Forward genetic screens in mammalian cell lines, such as RNAi and CRISPR-Cas9 screens, have made major contributions to the elucidation of diverse signaling pathways. Here, we exploited human haploid cells as a robust comparative screening platform and report a set of quantitative forward genetic screens for identifying regulatory mechanisms of mTORC1 signaling, a key growth control pathway that senses diverse metabolic states. Selected chemical and genetic perturbations in this screening platform, including rapamycin treatment and genetic ablation of the Ragulator subunit LAMTOR4, revealed the known core mTORC1 regulatory signaling complexes and the intimate interplay of the mTORC1 pathway with lysosomal function, validating the approach. In addition, we identified a differential requirement for LAMTOR4 and LAMTOR5 in regulating the mTORC1 pathway under fed and starved conditions. Furthermore, we uncovered a previously unknown “synthetic-sick” interaction between the tumor suppressor folliculin and LAMTOR4, which may have therapeutic implications in cancer treatment. Together, our study demonstrates the use of iterative “perturb and observe” genetic screens to uncover regulatory mechanisms driving complex mammalian signaling networks.

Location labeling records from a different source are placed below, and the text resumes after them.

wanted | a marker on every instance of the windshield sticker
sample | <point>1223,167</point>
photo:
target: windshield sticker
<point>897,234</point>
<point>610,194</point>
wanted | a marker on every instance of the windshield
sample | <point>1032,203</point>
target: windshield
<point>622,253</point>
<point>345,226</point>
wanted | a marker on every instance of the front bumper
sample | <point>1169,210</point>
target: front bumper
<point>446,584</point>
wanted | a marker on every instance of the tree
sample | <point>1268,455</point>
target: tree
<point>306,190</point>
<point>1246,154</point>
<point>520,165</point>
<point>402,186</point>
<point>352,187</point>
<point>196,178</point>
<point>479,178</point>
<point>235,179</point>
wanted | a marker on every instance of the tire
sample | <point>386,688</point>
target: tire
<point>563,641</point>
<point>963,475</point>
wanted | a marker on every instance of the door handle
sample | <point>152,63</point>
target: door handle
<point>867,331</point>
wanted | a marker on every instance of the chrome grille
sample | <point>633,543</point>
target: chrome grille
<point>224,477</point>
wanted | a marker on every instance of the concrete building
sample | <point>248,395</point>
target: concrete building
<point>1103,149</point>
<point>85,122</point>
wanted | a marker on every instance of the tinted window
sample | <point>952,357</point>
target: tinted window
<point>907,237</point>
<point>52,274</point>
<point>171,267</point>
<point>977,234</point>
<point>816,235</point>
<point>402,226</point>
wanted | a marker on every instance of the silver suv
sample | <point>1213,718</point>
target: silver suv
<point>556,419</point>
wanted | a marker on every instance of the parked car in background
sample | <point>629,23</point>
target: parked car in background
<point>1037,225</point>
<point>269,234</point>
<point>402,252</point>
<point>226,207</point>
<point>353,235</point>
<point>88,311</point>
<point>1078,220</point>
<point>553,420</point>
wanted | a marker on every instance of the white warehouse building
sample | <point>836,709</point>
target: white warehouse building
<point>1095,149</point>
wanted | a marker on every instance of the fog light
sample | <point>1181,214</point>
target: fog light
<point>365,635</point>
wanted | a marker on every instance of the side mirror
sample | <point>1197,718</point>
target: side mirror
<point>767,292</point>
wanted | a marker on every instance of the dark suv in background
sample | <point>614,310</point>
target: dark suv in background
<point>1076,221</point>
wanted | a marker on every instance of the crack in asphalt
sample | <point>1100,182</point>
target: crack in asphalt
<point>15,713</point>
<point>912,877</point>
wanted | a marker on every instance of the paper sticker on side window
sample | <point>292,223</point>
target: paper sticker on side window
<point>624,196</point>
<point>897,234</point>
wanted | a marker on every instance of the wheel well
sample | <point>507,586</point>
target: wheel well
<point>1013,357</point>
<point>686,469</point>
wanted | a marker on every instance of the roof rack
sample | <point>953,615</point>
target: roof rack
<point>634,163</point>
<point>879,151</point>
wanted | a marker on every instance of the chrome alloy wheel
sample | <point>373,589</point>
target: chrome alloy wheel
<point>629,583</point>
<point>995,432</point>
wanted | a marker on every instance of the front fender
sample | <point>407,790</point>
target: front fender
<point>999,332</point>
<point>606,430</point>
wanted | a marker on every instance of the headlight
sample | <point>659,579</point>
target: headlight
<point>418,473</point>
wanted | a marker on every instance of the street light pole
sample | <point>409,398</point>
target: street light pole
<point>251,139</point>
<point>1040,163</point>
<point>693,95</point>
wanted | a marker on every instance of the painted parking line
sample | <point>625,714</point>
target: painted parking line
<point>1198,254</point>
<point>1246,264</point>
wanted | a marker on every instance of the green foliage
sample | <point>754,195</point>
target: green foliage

哺乳动物细胞系中的正向遗传筛选，如 RNAi 和 CRISPR-Cas9 筛选，为阐明不同的信号通路做出了重大贡献。在这里，我们利用人类单倍体细胞作为一个强大的比较筛选平台，并报告了一组定量正向遗传筛选，用于识别 mTORC1 信号传导的调节机制，这是一种感知不同代谢状态的关键生长控制途径。该筛选平台中选定的化学和遗传扰动，包括雷帕霉素处理和 Ragulator 亚基 LAMTOR4 的遗传消融，揭示了已知的核心 mTORC1 调节信号复合物以及 mTORC1 通路与溶酶体功能的密切相互作用，验证了该方法。此外，我们确定了 LAMTOR4 和 LAMTOR5 在进食和饥饿条件下调节 mTORC1 通路的不同需求。此外，我们发现了肿瘤抑制因子卵泡蛋白和 LAMTOR4 之间以前未知的“合成病”相互作用，这可能对癌症治疗具有治疗意义。总之，我们的研究证明了使用迭代“扰动和观察”遗传筛选来揭示驱动复杂哺乳动物信号网络的调节机制。